Beton karışımlarında çimentonun bir kısmını uçucu kül veya cüruf gibi sanayi yan ürünleriyle değiştirmek yeni bir fikir değil. Ancak, bu malzemelere olan talep artık arzın önüne geçiyor ve bu da alternatiflerin belirlenmesini acil bir hale getiriyor. Sorun, yeterli aday malzeme olmaması değil; aksine, çok fazla adayın bulunması ve bunların sistematik biçimde değerlendirilmesinin zorluğuydu.
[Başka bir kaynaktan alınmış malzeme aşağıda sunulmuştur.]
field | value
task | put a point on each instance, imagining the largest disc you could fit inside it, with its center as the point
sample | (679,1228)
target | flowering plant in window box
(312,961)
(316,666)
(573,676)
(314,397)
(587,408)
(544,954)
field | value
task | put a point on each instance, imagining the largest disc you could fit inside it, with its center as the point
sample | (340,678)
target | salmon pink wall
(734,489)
VERİLERDEN ANLAMLI SONUÇLAR
MIT Beton Sürdürülebilirlik Merkezi (CSHub) ve Olivetti Group araştırma ekibi, bilimsel literatürdeki yüz binlerce sayfayı ve 1 milyondan fazla kaya örneğini değerlendirecek kadar geniş çaplı bir veri havuzuyla karşı karşıyaydı. Bu kapsamda büyük dil modelleriyle çalışan bir makine öğrenimi çerçevesi geliştirildi. Sistem, aday malzemeleri fiziksel ve kimyasal özelliklerine göre analiz edip sıralayabiliyor.
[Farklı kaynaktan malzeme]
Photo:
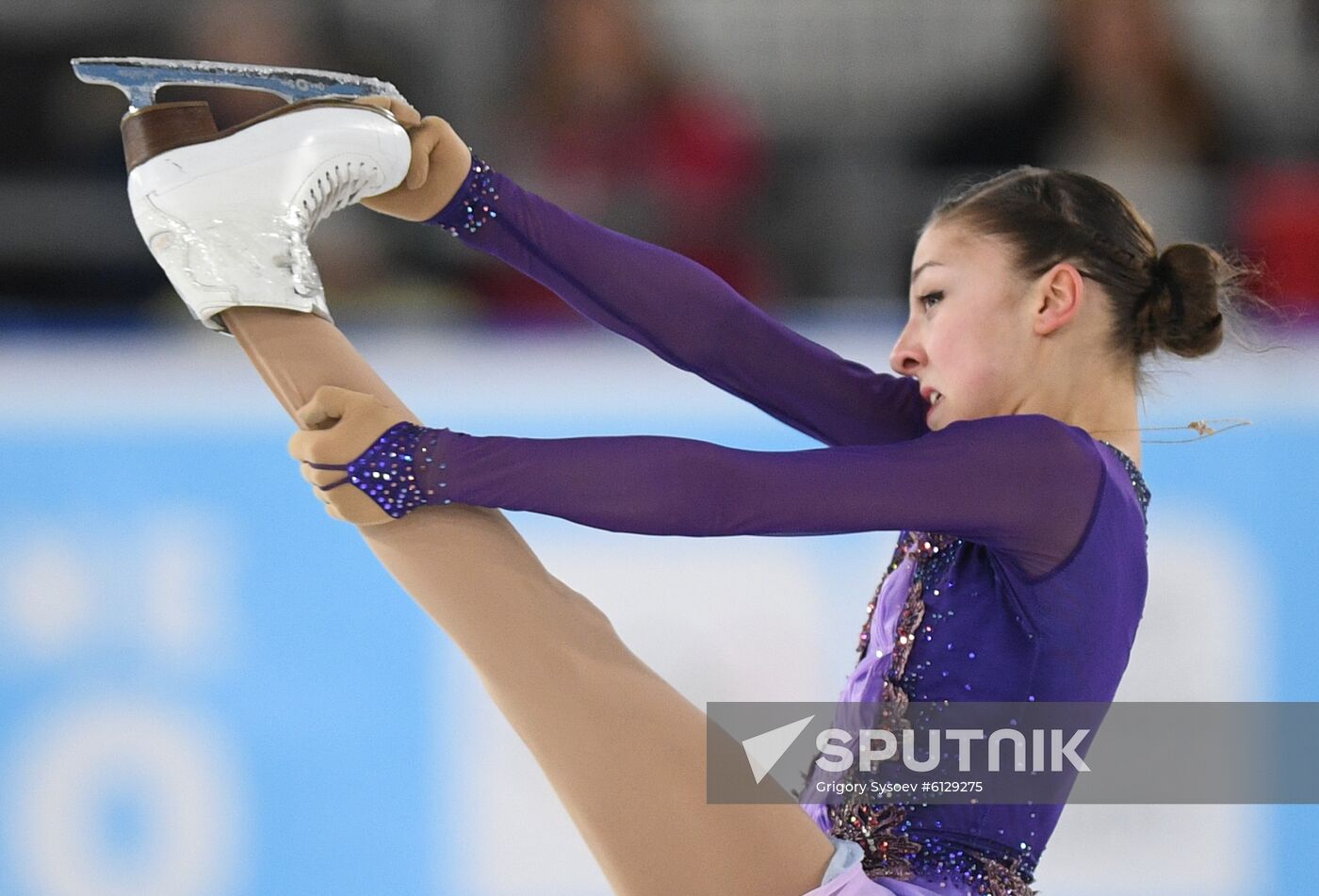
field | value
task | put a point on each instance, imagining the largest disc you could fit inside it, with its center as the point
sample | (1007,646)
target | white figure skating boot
(227,214)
Bu çerçeveyle öncelikle malzemelerin “hidrolik tepkime” ve “puzolanisite” özellikleri incelendi. Hidrolik tepkime, çimentonun suyla temas ettiğinde sertleşerek betona güç kazandıran özelliği; puzolanisite ise, çimentonun oluşturduğu yan ürünlerle kimyasal reaksiyona girerek zamanla betonu daha güçlü hale getiren bir etki olarak tanımlanıyor.
19 FARKLI MALZEME GRUBU
Elde edilen bulgular sayesinde biyokütle, madencilik atıkları, yıkılmış inşaat malzemeleri gibi çeşitli kaynaklardan 19 farklı malzeme grubu belirlendi. Bu malzemelerin çoğunun küresel ölçekte erişilebilir olması ve çoğunun sadece öğütülerek beton karışımına eklenebilmesi, sürecin çevresel ve ekonomik açıdan oldukça avantajlı olduğunu ortaya koydu.
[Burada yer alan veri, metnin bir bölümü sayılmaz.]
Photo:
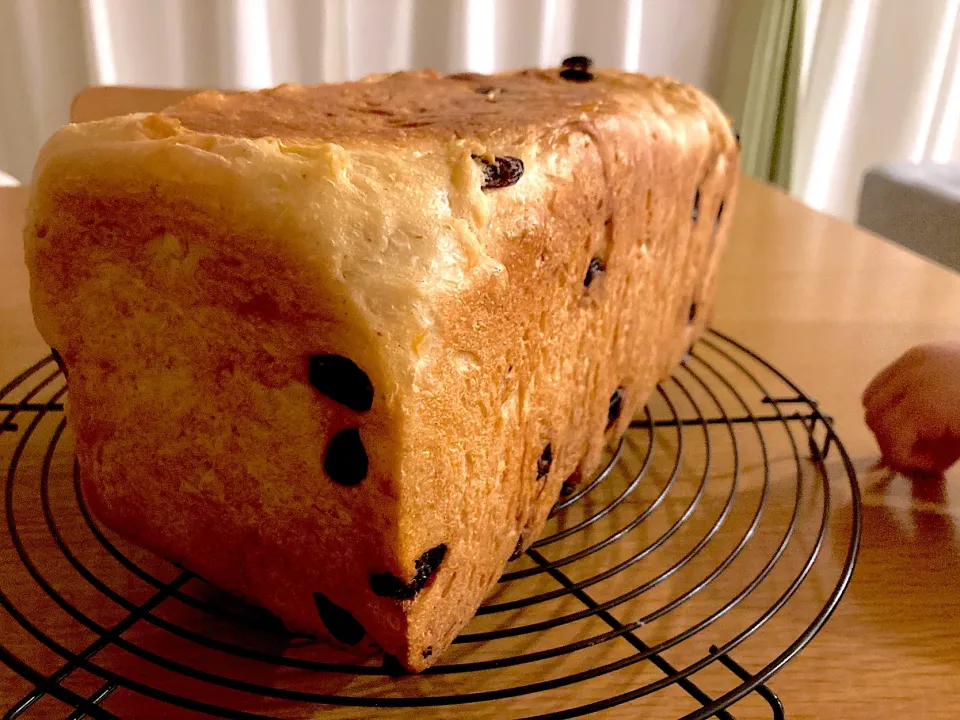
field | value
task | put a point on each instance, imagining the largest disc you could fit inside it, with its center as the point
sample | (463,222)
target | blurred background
(822,90)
Bu malzemelerden en dikkat çekeni ise seramik oldu. Eski tuğlalar, çanak çömlekler ve fayans gibi seramik ürünlerin yüksek reaktiviteye sahip olduğu gözlemlendi. Antik Roma betonlarında da su geçirmezlik özelliği sağlamak için seramik kullanıldığı biliniyor.
SERAMİK VE SÜRDÜRÜLEBİLİRLİK
Seramik gibi yaygın malzemelerin ya da maden atıkları gibi endüstriyel yan ürünlerin beton karışımlarına kazandırılması, inşaat sektöründe döngüsel ekonominin uygulanabilirliğini gösteriyor. Bu yaklaşım sayesinde çöplüklere gidecek malzemeler, binalar ve altyapılar aracılığıyla ikinci bir yaşam kazanabilecek.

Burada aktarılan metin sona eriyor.